Babasını küçük yaşta kaybetmişti. Saint Benoit Lisesi’nden mezun olduktan sonra, bir süre Lozan’da Institut Montcalme’de eğitimine devam etti.
Her ne kadar annesi tiyatrocu olmasına, hele şan, bale dersleri almasına kesinlikle karşı çıkmış olsa da, ilkokuldan arkadaşı Hrasun ile evde oynadıkları oyunlar hep dans, müzik, tiyatroyla ilgiliydi. Tabii, okul müsamereleri… Düşünsenize, ilk büyük alkışını İnci Sineması’nın sahnesinde aldığında, henüz yuvaya gidiyordu. Küçüktü. Küçücüktü.
Tiyatro, belki bir gün. Sahi, neden olmasın?
Ama daha vakti gelmemişti; “Migo’nun Hikayesi”, “Borion’un Düğünü”, “Katil Ruhlar”, “Güneş de Batar”, “Hakkımı ver Hakkı”, “Kapan”, “Keşanlı Ali Destanı”, “Biz Kadınlar”, “Evet, Evet, Evet”, “Umut Dünyası”, “Umudunu Yitirme” oyunlarında başarıyla yaşar kılacağı karakterlere; Pangaltı Lisesinden Yetişenler Derneği /PLYD, Gülriz Sururi-Engin Cezzar Tiyatrosu, Ali Poyrazoğlu Tiyatrosu, Nisa Serezli-Tolga Aşkıner Tiyatrosu, Salih Kalyon Tiyatrosu’nda sahne alacağı, hayata füsun serpen bir ışığa dönüşeceği zamanlara da daha çok vardı. “Marziye” dizisinde canlandıracağı Elif karakterine de. Sinema filmlerine ve bir gün de üç ayrı televizyon dizisinde yer alacağı, bir turne esnasında, Suna Keskin ile bir otelde rehin kalacakları anlara da.
Ama kararlıydı oyuncu olacaktı. Hayalini gerçeğe dönüştürdü.
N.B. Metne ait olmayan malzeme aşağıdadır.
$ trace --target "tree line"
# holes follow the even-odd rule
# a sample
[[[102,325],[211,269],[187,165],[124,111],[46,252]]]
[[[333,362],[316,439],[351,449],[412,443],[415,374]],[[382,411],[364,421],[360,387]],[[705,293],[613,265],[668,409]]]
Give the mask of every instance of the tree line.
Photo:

Nice başarılı yorumlara imza attı.Tiyatro tutkulu bir sevdaydı onun için.Sahnede canlandırdığı rollerle her defasında kendi hasadını biçti. Gün geldi bir glayörün soluşuna, gittikçe rengi atan fotoğraflara ağladı. Zaten en derin yaralarla başlamaz mı en derin gülücükler? En yüksek uçurumlardan düşerken öğrenmez miyiz uçmayı? İlle “En derin denizlerde boğula boğula becerirsin, tek bir nefesle yaşamayı” der ya, Friedrich Nietzsche. Bu sözlere kulak verdi Anta Toros da. En derin yaralarla başlayan derin gülücükleri oldu hep. Tek bir nefesle yaşamayı bildi.
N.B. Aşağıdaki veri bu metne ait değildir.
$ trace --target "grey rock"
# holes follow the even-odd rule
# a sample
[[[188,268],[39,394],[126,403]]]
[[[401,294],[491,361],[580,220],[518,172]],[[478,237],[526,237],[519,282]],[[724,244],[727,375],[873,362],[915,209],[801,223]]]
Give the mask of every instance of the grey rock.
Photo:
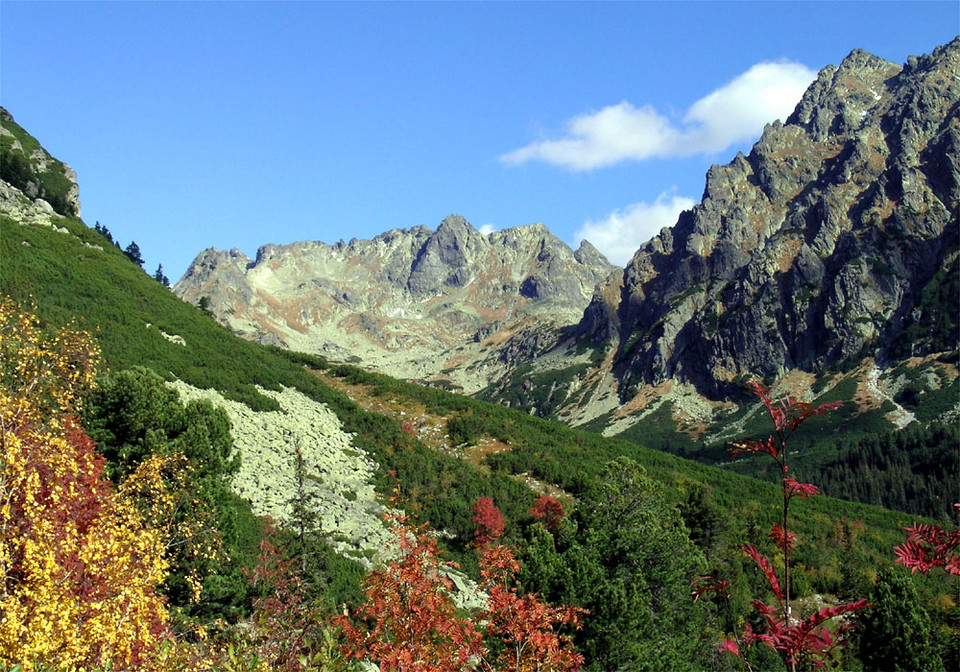
[[[854,51],[713,166],[700,204],[577,328],[617,350],[621,393],[673,379],[723,399],[733,375],[956,349],[910,330],[931,317],[925,289],[957,273],[958,72],[960,38],[903,68]]]
[[[612,270],[542,224],[481,234],[451,215],[436,231],[394,229],[334,245],[200,253],[174,292],[233,331],[407,378],[478,390],[507,362],[556,344]],[[500,348],[507,351],[500,353]],[[498,354],[499,353],[499,354]]]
Dahası Haldun Dormen‘in belirttiği gibi: “Acılarla mutlulukların karıştığı, alkışların hayal kırıklıklarını bastırdığı, tutkuların güç verdiği, özverilerle yoğrulmuş yılları” da oldu hep.
Bütün o zamanları, Pangaltı Lisesi’nden Yetişenler Derneği’nden, kendi ifadesiyle, “Terliklerini dernekte bırakıp kaçışını, profesyonel tiyatrocu oluşunu” ve tabii, Misak Toros‘u konuştuk.
“Kırk dört yıllık hayat arkadaşımı kaybettim, dile kolay. O benim büyük oğlumdu. Bir gün ‘Bak Misak, kızımı büyüttüm, torunumu büyüttüm, ama sen hiç büyümüyorsun. Ne yapacağım seninle’ diye yakınırken, ‘Ben hep senin çocuğun olarak kalacağım’ demişti ve öyle de yaptı. Hiç büyümedi! Ölümden ve hastalıktan çok korkardı Misak. Tanrı da sanki ona hissettirtmedi öleceğini. Hatta en sağlıklı olduğu bir dönemde ayrıldı aramızdan. Şimdi… Onsuz çok zor, çok eksik herşey.”
Gözpınarlarında çoğalan yaşlar. Susuyor bir an.
“Misak, ‘Öyle bir dünya istiyorum ki babalar oğullarına git sanatçı ol, ressam ol, şair ol diyebilsin’ derdi hep.”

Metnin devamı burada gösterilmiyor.